UNC geneticists create the first mouse model of ovarian clear cell carcinoma; show how a known drug can suppress tumor growth.
In the battle against ovarian cancer, UNC School of Medicine researchers have created the first mouse model of the worst form of the disease and found a potential route to better treatments and much-needed diagnostic screens.
Led by Terry Magnuson, PhD, the Sarah Graham Kenan Professor and chair of the department of genetics, a team of UNC genetics researchers discovered how two genes interact to trigger cancer and then spur on its development.
“It’s an extremely aggressive model of the disease, which is how this form of ovarian cancer presents in women,” said Magnuson, who is also a member of the UNC Lineberger Comprehensive Cancer Center. Not all mouse models of human diseases provide accurate depictions of the human condition. Magnuson’s mouse model, though, is based on genetic mutations found in human cancer samples.
Mutations in two genes –ARID1A and PIK3CA – were previously unknown to cause cancer. “When ARID1A is less active than normal and PIK3CA is overactive,” Magnuson said, “the result is ovarian clear cell carcinoma 100 percent of the time in our model.”
The research also showed that a drug called BKM120, which suppresses PI3 kinases, directly inhibited tumor growth and significantly prolonged the lives of mice. The drug is currently being tested in human clinical trials for other forms of cancer.
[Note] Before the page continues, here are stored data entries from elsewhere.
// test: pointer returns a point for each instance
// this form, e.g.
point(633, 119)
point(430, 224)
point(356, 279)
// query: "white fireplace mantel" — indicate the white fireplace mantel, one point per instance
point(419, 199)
The work, published today in the journal Nature Communications, was spearheaded by Ron Chandler, PhD, a postdoctoral fellow in Magnuson’s lab. Chandler had been studying the ARID1A gene – which normally functions as a tumor suppressor in people – when results from cancer genome sequencing projects showed that the ARID1A gene was highly mutated in several types of tumors, including ovarian clear cell carcinoma. Chandler began researching the gene’s precise function in that disease and found that deleting it in mice did not cause tumor formation or tumor growth.